When your drum bus compression is working well overall, but one or more elements of the kit are suffering a bit in terms of snap and transient because of it, this technique can save your bacon.
By sending individual sounds to a return channel in parallel with the compressed bus, each one can be mixed back in in its uncompressed form to bring the attack of that particular sound out. Read on to find out how it's done…
Step 1: Let's add snap back into a heavily compressed drum kit using 'reverse parallel compression', where we start with heavy compression and blend uncompressed signals back in as needed. Open your DAW and import the files starting "DnB", then group the outputs of DnBDrums and DnBSnare.

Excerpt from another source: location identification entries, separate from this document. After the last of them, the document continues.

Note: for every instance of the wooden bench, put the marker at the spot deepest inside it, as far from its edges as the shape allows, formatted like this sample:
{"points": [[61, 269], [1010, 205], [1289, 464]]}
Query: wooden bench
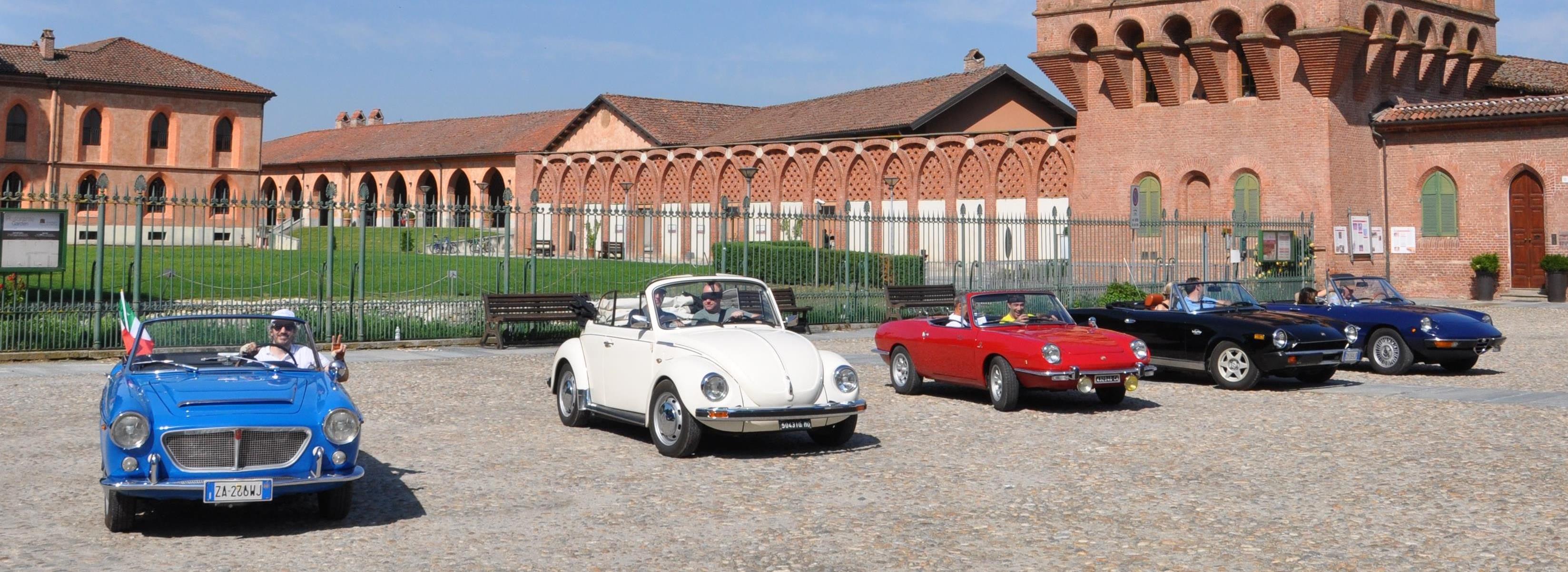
{"points": [[929, 296], [510, 309]]}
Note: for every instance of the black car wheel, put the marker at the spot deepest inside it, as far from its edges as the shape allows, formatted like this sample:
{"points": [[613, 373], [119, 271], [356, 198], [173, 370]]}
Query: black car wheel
{"points": [[900, 368], [1232, 368], [835, 434], [1388, 352], [1460, 365], [1003, 384]]}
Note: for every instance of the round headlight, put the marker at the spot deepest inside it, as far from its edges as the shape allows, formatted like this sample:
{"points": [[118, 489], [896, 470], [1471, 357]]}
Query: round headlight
{"points": [[1051, 352], [129, 431], [341, 426], [716, 387], [847, 379], [1141, 350]]}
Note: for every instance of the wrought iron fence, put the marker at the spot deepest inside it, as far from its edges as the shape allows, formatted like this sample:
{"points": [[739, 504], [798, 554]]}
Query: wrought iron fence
{"points": [[375, 271]]}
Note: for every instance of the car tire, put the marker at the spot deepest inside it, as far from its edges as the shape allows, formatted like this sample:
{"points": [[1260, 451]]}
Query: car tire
{"points": [[902, 365], [1459, 365], [1111, 395], [1388, 352], [675, 431], [1003, 384], [567, 404], [835, 434], [333, 503], [120, 511], [1232, 368], [1314, 374]]}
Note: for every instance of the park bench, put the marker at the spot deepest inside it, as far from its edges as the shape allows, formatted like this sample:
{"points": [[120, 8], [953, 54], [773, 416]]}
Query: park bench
{"points": [[929, 296], [512, 309]]}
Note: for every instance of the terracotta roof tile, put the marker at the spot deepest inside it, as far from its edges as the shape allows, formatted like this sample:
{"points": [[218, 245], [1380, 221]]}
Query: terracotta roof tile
{"points": [[1473, 109], [120, 60], [498, 134]]}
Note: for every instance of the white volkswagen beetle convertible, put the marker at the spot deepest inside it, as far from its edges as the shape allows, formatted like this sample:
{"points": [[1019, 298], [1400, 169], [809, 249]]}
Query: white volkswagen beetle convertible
{"points": [[692, 354]]}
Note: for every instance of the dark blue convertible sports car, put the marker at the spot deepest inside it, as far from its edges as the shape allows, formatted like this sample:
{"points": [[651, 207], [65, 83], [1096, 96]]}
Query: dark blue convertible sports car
{"points": [[225, 409], [1399, 332]]}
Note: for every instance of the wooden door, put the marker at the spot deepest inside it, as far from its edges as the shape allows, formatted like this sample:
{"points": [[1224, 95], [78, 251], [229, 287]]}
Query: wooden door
{"points": [[1528, 222]]}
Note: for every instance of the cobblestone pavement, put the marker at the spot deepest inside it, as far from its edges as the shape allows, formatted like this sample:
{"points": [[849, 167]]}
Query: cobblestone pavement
{"points": [[468, 467]]}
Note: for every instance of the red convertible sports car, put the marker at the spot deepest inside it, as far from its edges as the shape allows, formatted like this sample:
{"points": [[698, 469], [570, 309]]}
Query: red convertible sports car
{"points": [[1007, 341]]}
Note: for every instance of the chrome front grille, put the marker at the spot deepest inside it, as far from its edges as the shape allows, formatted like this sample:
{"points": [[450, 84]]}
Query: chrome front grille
{"points": [[236, 448]]}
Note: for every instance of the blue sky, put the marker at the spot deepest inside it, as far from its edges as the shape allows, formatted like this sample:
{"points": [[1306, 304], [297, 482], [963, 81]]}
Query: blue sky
{"points": [[423, 60]]}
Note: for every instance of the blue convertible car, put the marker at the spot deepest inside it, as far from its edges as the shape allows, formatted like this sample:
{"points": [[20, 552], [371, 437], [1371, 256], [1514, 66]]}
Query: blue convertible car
{"points": [[1399, 332], [227, 409]]}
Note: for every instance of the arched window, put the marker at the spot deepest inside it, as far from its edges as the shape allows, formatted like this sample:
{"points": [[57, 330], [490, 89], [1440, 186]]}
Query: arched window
{"points": [[223, 136], [156, 195], [1247, 210], [16, 125], [220, 197], [91, 128], [159, 132], [11, 192], [1150, 208], [1440, 206]]}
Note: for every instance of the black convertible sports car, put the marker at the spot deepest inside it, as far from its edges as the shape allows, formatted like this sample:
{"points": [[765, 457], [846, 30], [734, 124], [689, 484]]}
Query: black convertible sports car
{"points": [[1219, 327]]}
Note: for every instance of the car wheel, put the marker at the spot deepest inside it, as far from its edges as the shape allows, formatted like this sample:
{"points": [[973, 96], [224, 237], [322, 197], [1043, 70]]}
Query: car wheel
{"points": [[333, 503], [1111, 395], [1460, 365], [120, 511], [1388, 352], [567, 403], [675, 431], [1314, 374], [1232, 368], [1003, 382], [905, 379], [835, 434]]}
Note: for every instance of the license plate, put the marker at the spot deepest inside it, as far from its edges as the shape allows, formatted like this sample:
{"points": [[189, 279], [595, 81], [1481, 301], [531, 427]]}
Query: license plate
{"points": [[794, 425], [247, 491]]}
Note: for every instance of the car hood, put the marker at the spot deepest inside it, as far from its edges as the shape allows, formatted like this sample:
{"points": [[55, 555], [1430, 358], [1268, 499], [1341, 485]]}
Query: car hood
{"points": [[774, 368], [231, 392]]}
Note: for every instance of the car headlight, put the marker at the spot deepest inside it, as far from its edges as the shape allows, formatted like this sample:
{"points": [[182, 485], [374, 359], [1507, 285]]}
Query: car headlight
{"points": [[1051, 352], [1141, 350], [129, 431], [716, 387], [341, 426], [847, 379]]}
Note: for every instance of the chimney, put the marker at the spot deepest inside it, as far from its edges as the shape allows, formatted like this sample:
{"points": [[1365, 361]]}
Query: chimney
{"points": [[46, 45], [974, 60]]}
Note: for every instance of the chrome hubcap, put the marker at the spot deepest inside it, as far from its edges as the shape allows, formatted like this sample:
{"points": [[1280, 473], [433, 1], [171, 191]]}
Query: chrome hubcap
{"points": [[1234, 365], [669, 419]]}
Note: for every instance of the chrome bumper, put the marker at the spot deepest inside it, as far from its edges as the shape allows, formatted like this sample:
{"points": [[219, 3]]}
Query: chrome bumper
{"points": [[200, 484], [775, 414]]}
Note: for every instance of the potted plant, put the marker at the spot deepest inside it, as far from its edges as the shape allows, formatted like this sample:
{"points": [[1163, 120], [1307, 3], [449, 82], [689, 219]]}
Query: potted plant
{"points": [[1556, 268], [1486, 283]]}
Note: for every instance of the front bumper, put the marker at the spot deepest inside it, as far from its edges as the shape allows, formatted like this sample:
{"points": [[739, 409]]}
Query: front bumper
{"points": [[778, 414]]}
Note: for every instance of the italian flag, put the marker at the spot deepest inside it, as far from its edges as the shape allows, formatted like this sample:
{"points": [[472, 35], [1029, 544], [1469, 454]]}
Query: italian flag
{"points": [[129, 327]]}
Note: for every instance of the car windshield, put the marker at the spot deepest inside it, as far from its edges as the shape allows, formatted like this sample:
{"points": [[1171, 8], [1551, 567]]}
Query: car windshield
{"points": [[225, 341], [1018, 309], [1195, 298], [1355, 291]]}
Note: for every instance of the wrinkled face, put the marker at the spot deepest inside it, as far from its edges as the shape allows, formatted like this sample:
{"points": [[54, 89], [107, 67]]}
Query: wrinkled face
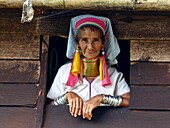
{"points": [[90, 42]]}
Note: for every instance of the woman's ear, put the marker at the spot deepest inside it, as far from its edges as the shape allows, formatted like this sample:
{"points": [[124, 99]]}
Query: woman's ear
{"points": [[76, 39]]}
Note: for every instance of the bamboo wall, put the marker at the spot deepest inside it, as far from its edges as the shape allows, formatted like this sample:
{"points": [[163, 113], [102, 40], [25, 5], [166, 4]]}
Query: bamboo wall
{"points": [[23, 70]]}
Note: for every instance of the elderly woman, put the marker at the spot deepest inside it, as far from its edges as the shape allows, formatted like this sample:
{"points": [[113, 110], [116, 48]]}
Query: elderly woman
{"points": [[90, 80]]}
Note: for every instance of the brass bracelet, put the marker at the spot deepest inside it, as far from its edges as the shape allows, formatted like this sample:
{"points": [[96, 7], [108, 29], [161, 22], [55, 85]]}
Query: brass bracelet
{"points": [[61, 100], [112, 100]]}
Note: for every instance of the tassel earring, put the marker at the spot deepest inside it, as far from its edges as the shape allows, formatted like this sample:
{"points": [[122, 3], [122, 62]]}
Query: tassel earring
{"points": [[75, 69], [104, 75]]}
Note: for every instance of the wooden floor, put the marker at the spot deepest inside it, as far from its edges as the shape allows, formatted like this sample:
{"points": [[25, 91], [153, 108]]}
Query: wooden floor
{"points": [[106, 117]]}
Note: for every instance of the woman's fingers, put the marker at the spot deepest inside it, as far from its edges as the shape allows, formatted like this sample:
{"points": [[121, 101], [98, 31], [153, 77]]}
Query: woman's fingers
{"points": [[87, 111], [77, 107], [75, 103]]}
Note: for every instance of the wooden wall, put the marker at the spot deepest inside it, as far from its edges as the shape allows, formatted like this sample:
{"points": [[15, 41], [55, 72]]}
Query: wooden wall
{"points": [[23, 65], [22, 80]]}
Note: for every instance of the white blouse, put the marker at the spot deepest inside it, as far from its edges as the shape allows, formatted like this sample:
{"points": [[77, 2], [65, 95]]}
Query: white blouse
{"points": [[85, 89]]}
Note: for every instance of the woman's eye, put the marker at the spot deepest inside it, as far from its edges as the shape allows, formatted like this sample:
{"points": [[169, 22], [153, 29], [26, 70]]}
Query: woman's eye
{"points": [[96, 40], [84, 39]]}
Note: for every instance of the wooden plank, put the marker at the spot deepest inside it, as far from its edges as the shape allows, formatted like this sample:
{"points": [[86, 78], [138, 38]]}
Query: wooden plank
{"points": [[19, 46], [150, 73], [43, 81], [19, 71], [17, 117], [10, 20], [18, 94], [106, 117], [146, 50], [125, 25], [141, 26], [150, 97]]}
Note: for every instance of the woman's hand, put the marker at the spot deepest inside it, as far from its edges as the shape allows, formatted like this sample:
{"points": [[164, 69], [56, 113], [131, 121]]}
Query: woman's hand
{"points": [[75, 103], [90, 104]]}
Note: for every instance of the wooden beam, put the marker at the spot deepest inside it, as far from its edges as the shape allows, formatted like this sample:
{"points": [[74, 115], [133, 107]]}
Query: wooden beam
{"points": [[150, 50], [10, 23], [18, 117], [18, 95], [150, 97], [106, 117], [150, 73], [19, 71], [19, 46], [125, 25], [92, 4], [43, 81]]}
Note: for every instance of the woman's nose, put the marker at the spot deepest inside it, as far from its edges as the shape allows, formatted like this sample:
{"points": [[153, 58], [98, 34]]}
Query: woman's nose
{"points": [[90, 46]]}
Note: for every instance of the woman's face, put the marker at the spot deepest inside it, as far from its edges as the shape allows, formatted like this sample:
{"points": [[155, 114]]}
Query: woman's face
{"points": [[90, 42]]}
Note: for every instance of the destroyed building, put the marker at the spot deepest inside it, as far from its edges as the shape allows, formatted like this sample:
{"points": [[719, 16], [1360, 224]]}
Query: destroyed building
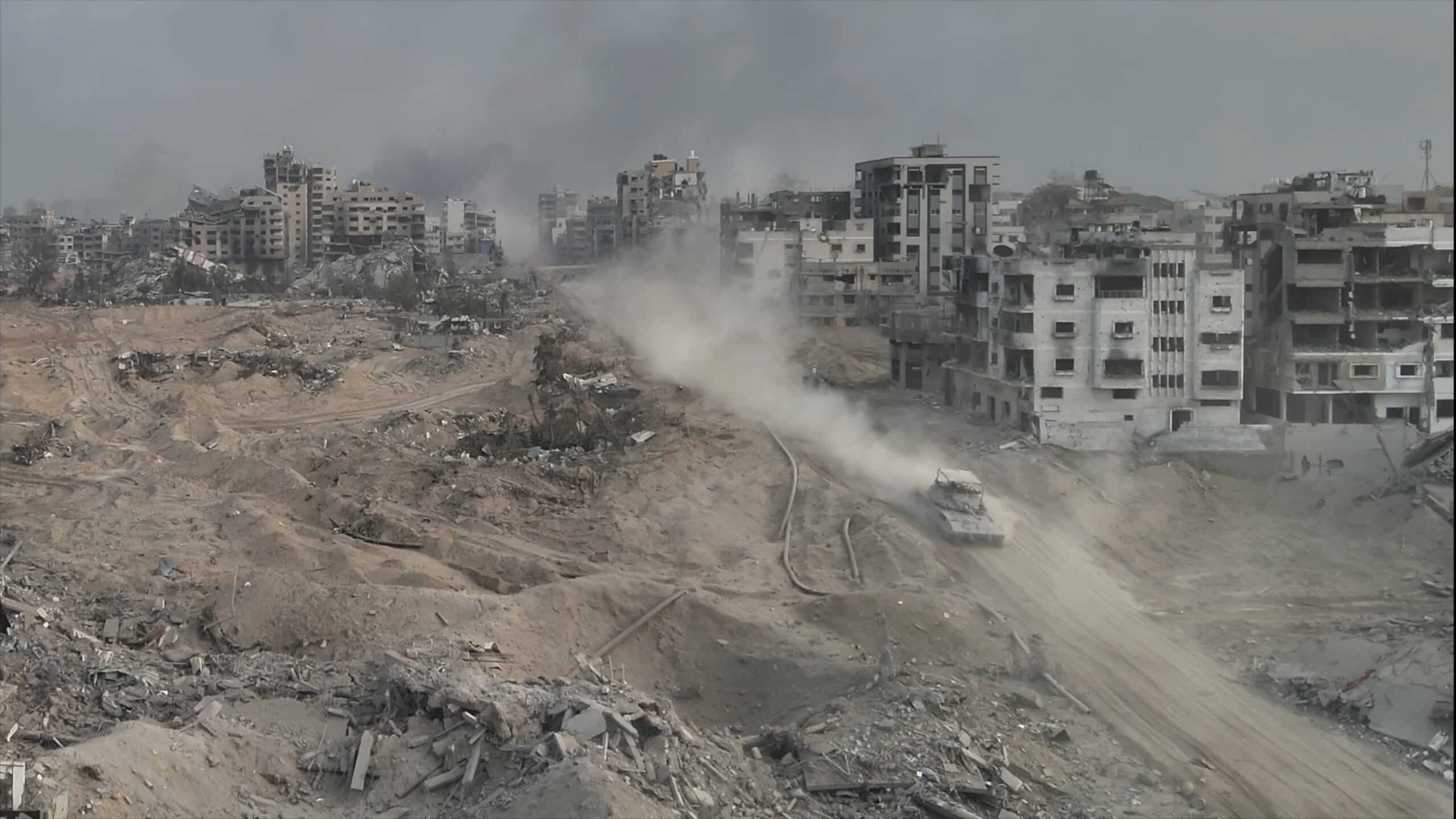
{"points": [[926, 209], [661, 197], [562, 226], [1350, 315], [602, 224], [306, 190], [1114, 334], [826, 270], [367, 216], [243, 229], [465, 228]]}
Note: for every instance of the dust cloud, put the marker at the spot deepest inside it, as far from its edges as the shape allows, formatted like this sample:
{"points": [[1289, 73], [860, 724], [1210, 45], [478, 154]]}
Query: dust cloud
{"points": [[737, 350]]}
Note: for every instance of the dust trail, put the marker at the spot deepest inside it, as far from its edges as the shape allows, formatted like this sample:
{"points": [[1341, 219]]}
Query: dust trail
{"points": [[736, 349]]}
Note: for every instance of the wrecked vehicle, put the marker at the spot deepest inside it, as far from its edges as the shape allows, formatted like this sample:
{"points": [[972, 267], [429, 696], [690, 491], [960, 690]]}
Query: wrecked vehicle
{"points": [[958, 502]]}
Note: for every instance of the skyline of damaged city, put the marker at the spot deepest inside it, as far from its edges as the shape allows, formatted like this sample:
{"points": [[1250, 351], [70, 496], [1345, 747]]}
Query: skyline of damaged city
{"points": [[524, 123]]}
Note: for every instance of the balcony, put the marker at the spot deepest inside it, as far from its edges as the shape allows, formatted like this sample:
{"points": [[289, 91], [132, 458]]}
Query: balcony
{"points": [[1320, 263], [1017, 340]]}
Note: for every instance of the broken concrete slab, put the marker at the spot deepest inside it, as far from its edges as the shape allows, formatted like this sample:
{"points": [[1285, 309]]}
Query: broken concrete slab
{"points": [[621, 723], [362, 761], [587, 725], [562, 745], [1012, 781]]}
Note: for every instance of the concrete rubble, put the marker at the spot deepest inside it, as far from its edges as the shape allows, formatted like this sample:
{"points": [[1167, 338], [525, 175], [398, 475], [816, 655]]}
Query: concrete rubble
{"points": [[1404, 694]]}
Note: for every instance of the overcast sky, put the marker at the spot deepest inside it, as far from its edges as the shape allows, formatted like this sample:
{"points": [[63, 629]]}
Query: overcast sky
{"points": [[117, 104]]}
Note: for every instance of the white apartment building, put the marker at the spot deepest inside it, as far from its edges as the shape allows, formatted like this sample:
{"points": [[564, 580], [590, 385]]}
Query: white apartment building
{"points": [[1203, 218], [1132, 333], [1007, 231], [366, 214], [928, 208], [64, 245], [1350, 309], [306, 191], [243, 229], [826, 270]]}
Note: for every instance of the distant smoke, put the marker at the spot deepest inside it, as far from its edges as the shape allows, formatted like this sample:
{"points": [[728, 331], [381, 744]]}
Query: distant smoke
{"points": [[494, 175], [736, 350]]}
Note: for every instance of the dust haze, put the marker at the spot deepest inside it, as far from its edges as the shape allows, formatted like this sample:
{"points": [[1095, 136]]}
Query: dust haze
{"points": [[739, 351]]}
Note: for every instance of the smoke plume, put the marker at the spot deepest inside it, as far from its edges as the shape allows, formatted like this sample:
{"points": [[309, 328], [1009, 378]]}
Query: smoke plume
{"points": [[737, 351]]}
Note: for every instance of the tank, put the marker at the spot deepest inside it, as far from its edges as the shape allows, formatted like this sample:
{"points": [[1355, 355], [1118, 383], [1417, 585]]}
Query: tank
{"points": [[960, 507]]}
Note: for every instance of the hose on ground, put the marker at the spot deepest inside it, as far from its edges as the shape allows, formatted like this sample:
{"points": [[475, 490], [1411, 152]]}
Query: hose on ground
{"points": [[787, 528]]}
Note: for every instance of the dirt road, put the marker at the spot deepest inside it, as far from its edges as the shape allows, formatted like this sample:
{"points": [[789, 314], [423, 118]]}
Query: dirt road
{"points": [[1176, 703]]}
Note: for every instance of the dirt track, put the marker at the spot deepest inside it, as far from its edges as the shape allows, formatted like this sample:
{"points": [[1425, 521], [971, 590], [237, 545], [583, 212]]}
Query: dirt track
{"points": [[696, 503], [1174, 701]]}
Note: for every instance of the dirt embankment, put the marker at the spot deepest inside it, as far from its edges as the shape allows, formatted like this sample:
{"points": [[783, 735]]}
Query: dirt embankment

Step 2: We're demoing this with a DnB beat, but this technique is good for all drums, including acoustic ones. Add the HoRNet Fat-FET plugin to the grouped drums, setting its Ratio to 3:1, Threshold to roughly -24dB, Attack to a fast 0.05ms, and Release to around 70ms. Our drums are now more solid, if a little quieter - apply makeup gain with the Output slider to fix this.
Step 3: The snare's "snap" has been squashed, however, so let's blend the dry snare back in. Create a new Return channel, and send both the Drum Bus and the DnBSnare track to it. By tweaking the send level of the snare track, we can mix in as much of the unprocessed snare as we want. You can apply this trick to any drums in your mix, not just the snare.